There's also the media from the era of the massacre. This includes the city's newspapers inciting racial animus (although Greenwood's black-owned paper doesn't receive the attention here that it does in the History Channel documentary, "Tulsa Burning: The 1921 Race Massacre" (2021)). And, cinematically, this includes, of course, that most notorious of racist epics, "The Birth of a Nation" (1915). Note that the elevator incident cited as instigating the massacre is the same trope of black men raping white women that was the central theme underpinning the narrative of D. W. Griffith's film. So, that's an apt connection made in this documentary. It's also pointed out that the KKK often serves as a boogeyman in consideration of such tragedies, but racism has been much more prevalent than that--even though some of the Tulsa police force and presumably some of the terrorists were Klansmen.

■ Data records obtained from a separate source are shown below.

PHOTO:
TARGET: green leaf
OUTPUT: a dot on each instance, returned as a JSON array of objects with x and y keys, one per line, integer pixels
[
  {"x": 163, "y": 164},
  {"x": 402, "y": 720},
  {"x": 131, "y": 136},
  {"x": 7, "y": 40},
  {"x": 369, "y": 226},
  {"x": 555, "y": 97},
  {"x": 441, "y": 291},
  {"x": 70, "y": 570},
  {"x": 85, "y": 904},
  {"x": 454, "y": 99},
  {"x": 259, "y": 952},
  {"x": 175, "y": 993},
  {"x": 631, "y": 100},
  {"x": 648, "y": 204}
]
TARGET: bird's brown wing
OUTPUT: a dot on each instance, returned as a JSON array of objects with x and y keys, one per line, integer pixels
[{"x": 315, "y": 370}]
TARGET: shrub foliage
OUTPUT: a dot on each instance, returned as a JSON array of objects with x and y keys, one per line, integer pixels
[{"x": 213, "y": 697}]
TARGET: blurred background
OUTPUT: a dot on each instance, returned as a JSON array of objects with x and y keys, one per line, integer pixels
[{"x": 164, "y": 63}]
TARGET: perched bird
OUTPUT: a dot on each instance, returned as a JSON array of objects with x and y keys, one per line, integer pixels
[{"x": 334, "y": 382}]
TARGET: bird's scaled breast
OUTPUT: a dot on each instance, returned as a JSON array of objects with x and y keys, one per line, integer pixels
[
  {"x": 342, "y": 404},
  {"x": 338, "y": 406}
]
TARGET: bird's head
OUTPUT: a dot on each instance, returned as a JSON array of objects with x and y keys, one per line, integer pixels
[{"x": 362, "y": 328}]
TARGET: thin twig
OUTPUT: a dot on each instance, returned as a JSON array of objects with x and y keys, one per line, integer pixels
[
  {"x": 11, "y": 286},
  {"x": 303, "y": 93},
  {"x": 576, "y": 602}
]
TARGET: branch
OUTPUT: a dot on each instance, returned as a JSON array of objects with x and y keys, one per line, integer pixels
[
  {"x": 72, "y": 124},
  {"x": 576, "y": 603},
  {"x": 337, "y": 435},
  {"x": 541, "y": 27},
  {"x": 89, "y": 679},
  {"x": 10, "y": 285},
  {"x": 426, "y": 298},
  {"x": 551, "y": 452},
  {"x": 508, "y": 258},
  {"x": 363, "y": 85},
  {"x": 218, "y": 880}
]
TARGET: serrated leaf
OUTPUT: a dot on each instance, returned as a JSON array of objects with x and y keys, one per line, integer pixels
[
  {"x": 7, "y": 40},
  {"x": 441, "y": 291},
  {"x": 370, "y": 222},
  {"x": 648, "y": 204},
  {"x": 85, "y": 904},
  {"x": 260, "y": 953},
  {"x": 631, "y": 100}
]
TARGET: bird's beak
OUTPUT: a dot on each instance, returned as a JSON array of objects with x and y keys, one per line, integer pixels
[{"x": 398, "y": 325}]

The History Channel and PBS docs do better in some regards to discussing the culpabilities of Tulsa and Oklahoma governments for the massacre, but this one, too, goes into the blaming afterwards and internment of the newly-homeless African-American survivors. Moreover, the depiction of a white mob gunning down black people, setting their homes and businesses ablaze and even fire bombing Greenwood from airplanes over 16 hours on Memorial Day weekend leaves no doubt as to whether it could've happened without the support of government, the local police and fire services and, later, the National Guard. The picture does well to discuss the origins of Greenwood and its continuation after the massacre, as well, including the ultimate destruction of the neighborhood by so-called "urban renewal," later in the 20th century that removed residents from their homes and destroyed their businesses. Appropriately enough, the documentary investigates newsreels and photographs depicting these events with varying degrees of bias, too. At least, now, attention is being brought to the massacre by media, including with these documentaries.